As a senior palliative care physician and past President of the Australian and New Zealand Society of Palliative Medicine, Dr Brennan is well placed to comment on the complete failure of the Victorian law to ensure that before resorting to the premature ending of a person's life by prescribing and/or administering a lethal substance the person is provided with expert, best practice palliative care.
Under the Act, neither a referral to, nor assessment by, palliative medicine is mandatory. The Act states that the doctor must inform ‘the person about…palliative care options available to the person and the likely outcomes of that care’. The law assumes that a reasonable body of knowledge about this discipline is universal in medicine. In reality, the doctor mandated to give this information may have little or no knowledge of palliative care or its outcomes. At this juncture, clinicians, patients and families may be adrift on a sea of myth. The patient, therefore, may make a decision to pursue the process without being fully informed.

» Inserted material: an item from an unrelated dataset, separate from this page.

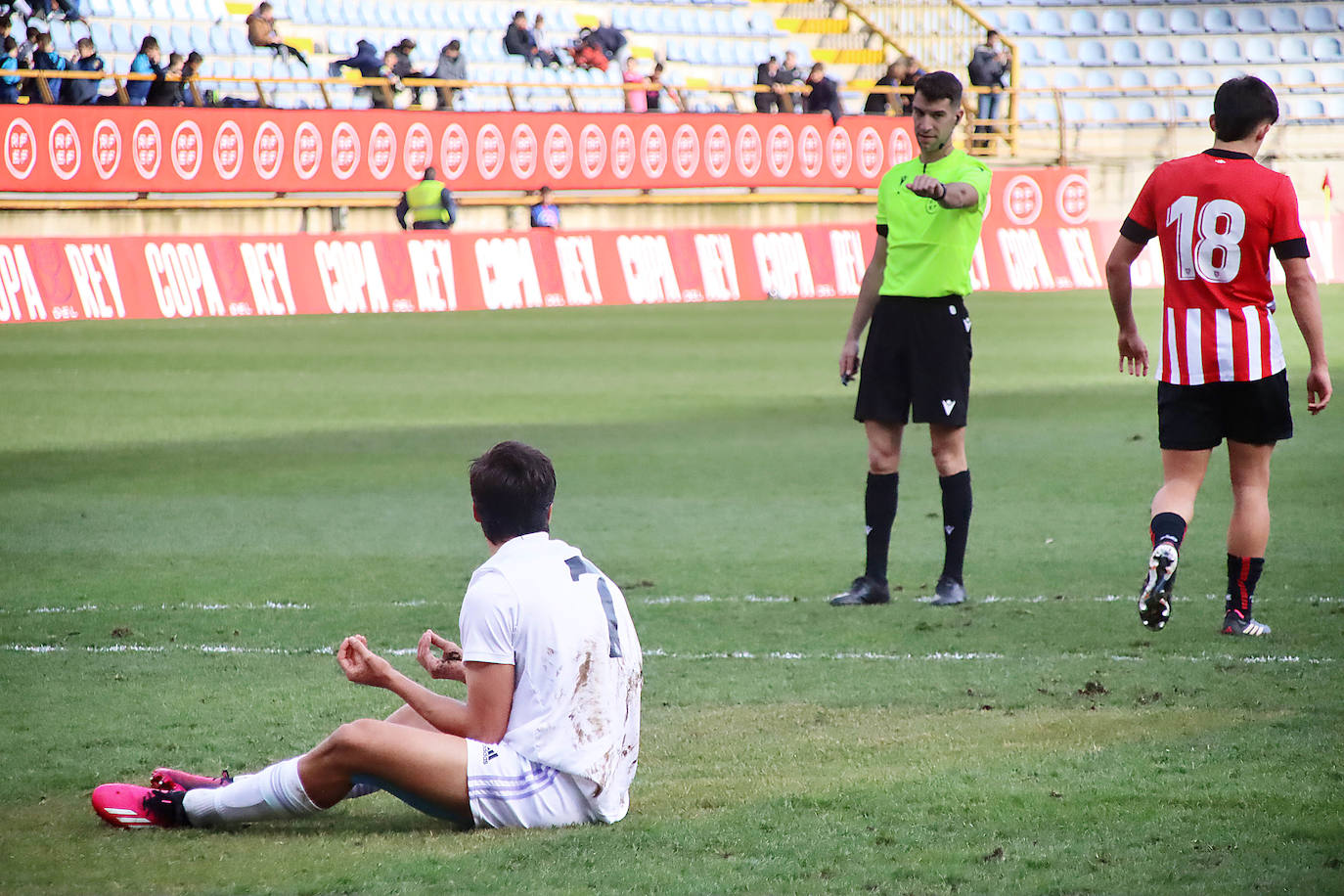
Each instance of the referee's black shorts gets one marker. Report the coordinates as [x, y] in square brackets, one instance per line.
[917, 362]
[1193, 418]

Logically, this leads to a basic question: how can one make a decision as fatally serious as this one without being fully informed about the very discipline of medicine that is dedicated to the management of life-limiting illnesses? Simply stating the existence of the discipline does not explain it. It is ironic that a campaign that trumpeted autonomy and the power of choice may lead to a situation where a person is insufficiently informed in their decision-making. Information is one thing. Experience is another.

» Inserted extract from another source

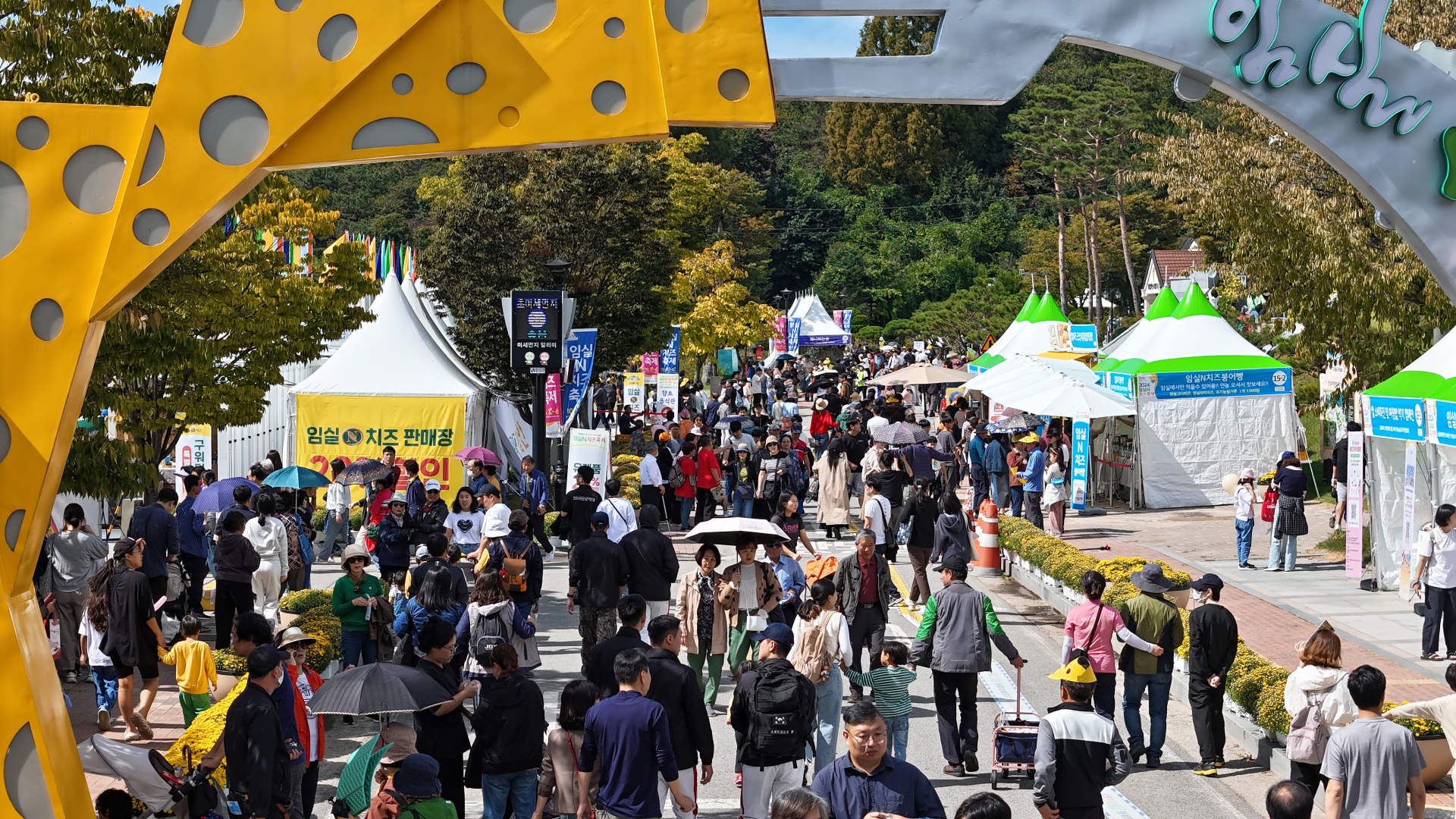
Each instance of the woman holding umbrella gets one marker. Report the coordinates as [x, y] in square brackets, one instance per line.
[440, 730]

In the Act, one of the criteria of eligibility is the subjective intolerability of suffering. In reality, this is often the point where palliative care enters the scene now. It does so to bring a powerful and forensic approach to these issues and their management, being attentive to, and understanding of, the rhythms of both the disease and the human spirit. Instead, under the Act, the eligible person embarks on an altogether different journey. Process dominates; seeing a palliative care physician is optional. The patient decides on the point when things are intolerable, but that decision may never have been informed by the actual experience of receiving palliative care. The Act places into the patient’s hands the ability to commence a process that may lead them to a premature death where that patient has not engaged with medical experts who could deal with, assuage or comfort the reasons they sought this process in the first place.
Dr Brennan also highlights the superficial nature of the mandatory training, which can be completed online in 6-8 hours.
The Act states that the participating doctors must complete ‘approved assessment training’. The training course is online and is 6–8 h in duration. The content of that training is the procedural steps leading to [euthanasia/physician assisted suicide] and their responsibilities under the Act. In this course, there is no training in the nature and approach of palliative medicine, communication skills or the pharmacology of the lethal medications to be used. Theoretically, therefore, a doctor with little knowledge or expertise in end of-life care, little understanding of the breadth and depth of palliative medicine and no experience in the use of lethal medications could legitimately prescribe or, in certain circumstances, administer such medications.